Hansie se frotó los párpados hinchados y, entrecerrando los ojos, miró a la multitud que salía en tropel del cementerio de la Iglesia Reformada Holandesa. Primero salieron los negros, que habían estado situados en el borde del grupo de asistentes, seguidos de los mestizos y, finalmente, del núcleo de blancos. La región entera había acudido al funeral. Hasta el último centímetro de la calle que conducía a la iglesia estaba ocupado por bicicletas, coches y tractores llegados de granjas alejadas del pueblo. Muchos más negros habían venido a pie desde el poblado. La muerte del comisario había convertido Jacob’s Rest en una bulliciosa metrópoli.

—¿Le ves? —preguntó Emmanuel. Habían invitado a Shabalala a formar parte de la guardia de honor de la familia Pretorius, dejándole a Hansie como única fuente de inteligencia local. La frase casi le hacía reír.

—No, no le veo —dijo Hansie—. A lo mejor no ha venido.

—Si está vivo, está aquí. Sigue mirando.

—Estoy mirando —se enfurruñó Hansie mientras la gente se agolpaba para salir del recinto de la iglesia.

Una joven morena con muchas curvas se abrió paso en dirección a la calle.

—¿Es Elliot King esa del pelo moreno y los grandes pechos? —dijo Emmanuel.

—No —el joven policía hipó de la sorpresa—. El señor King es rubio.

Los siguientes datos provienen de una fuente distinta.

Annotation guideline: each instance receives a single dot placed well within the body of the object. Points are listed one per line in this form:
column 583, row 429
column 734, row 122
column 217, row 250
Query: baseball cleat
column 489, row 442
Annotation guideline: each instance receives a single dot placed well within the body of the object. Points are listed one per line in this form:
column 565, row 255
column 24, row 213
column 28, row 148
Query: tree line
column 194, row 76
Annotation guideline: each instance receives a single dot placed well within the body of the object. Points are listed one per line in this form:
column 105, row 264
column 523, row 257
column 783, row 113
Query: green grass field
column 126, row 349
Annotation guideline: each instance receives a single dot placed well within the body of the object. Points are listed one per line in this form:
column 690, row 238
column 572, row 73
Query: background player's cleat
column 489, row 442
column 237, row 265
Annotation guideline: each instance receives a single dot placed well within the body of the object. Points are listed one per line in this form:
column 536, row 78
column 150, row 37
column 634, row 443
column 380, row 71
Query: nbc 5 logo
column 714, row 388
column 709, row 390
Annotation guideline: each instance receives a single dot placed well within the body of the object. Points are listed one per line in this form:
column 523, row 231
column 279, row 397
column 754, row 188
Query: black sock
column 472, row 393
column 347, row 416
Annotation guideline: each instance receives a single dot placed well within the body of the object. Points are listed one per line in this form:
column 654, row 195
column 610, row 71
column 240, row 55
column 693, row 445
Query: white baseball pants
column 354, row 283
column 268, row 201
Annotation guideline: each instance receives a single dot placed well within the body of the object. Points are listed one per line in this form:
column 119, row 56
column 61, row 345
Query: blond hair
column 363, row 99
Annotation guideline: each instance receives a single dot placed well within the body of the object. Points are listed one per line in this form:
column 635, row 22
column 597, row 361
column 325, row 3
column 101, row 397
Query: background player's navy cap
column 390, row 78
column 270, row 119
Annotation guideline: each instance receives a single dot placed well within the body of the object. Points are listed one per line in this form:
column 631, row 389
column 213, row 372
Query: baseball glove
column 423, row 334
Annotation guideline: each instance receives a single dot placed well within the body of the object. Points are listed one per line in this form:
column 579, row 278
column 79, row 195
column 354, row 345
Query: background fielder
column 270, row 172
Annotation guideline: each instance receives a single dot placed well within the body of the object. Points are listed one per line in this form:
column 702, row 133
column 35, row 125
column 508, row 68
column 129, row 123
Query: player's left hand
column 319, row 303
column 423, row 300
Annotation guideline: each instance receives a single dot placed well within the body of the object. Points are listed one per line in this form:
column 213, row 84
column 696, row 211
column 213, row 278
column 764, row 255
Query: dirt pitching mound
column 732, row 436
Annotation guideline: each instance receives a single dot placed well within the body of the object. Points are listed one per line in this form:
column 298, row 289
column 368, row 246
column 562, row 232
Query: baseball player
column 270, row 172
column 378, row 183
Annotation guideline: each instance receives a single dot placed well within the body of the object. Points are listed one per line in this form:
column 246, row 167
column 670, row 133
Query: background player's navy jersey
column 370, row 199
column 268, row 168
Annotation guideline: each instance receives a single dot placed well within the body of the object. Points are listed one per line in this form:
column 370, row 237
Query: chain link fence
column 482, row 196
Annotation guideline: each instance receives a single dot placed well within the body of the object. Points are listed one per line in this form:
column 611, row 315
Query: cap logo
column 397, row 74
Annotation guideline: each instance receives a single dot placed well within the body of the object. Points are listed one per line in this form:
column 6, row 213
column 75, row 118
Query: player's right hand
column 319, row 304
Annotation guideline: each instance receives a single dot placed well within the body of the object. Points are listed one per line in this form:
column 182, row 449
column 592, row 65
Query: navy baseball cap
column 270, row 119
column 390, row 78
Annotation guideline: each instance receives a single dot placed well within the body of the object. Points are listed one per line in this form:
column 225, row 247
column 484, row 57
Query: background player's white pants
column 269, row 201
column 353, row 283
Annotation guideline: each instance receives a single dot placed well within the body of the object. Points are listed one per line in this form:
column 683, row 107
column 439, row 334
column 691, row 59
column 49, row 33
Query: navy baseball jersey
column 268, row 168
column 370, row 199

Emmanuel pensó que Hansie estaba bromeando, pero no había brillo alguno en sus opacos ojos azules, sólo un ansia juvenil de estar cerca del tarro de caramelos. Una poderosa mezcla de tristeza y deseo había absorbido la última chispa de energía de un cerebro que no tenía generador de reserva.

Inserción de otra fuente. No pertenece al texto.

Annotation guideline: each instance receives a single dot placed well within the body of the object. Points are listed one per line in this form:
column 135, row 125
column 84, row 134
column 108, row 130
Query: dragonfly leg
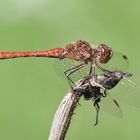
column 97, row 107
column 72, row 70
column 101, row 68
column 104, row 94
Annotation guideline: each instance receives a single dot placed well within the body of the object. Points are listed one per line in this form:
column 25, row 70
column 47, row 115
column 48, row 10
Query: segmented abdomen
column 54, row 53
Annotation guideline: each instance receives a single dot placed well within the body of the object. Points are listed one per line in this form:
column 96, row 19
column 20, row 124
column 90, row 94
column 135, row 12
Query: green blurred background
column 30, row 90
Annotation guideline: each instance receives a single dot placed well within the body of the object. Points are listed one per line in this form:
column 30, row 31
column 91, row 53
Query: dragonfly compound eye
column 105, row 53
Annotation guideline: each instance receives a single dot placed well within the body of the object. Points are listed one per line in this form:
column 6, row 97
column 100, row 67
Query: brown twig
column 63, row 116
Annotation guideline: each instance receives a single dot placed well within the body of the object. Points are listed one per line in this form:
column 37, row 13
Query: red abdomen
column 54, row 53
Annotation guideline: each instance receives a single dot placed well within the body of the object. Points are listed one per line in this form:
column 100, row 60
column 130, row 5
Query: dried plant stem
column 63, row 116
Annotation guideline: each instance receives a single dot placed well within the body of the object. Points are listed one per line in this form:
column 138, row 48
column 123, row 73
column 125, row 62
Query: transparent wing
column 111, row 106
column 128, row 92
column 117, row 62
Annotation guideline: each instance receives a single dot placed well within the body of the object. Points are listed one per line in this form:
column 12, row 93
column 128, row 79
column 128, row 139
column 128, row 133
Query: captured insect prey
column 96, row 88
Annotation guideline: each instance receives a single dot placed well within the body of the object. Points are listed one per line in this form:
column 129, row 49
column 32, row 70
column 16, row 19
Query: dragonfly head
column 104, row 53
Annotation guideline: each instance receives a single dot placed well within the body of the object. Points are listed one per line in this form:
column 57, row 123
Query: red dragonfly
column 81, row 52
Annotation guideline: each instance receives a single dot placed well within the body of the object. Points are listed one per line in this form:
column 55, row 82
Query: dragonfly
column 80, row 52
column 100, row 89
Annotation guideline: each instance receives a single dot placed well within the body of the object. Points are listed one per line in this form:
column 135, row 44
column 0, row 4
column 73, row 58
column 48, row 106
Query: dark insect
column 95, row 88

—Ve —dijo Emmanuel. Era hora de dejar de perder el tiempo y buscar una fuente alternativa de información local. Hansie le era de tanta utilidad como un loro ciego—. Te veo esta tarde en la comisaría.

Antes de que Emmanuel terminara de pronunciar la frase, Hansie se había bajado del coche y estaba abriéndose paso a empujones entre la multitud. La joven morena aún estaba en el recinto de la iglesia cuando el policía de mayor rango de Jacob’s Rest, el agente de dieciocho años Hansie Hepple, le puso una mano en el hombro.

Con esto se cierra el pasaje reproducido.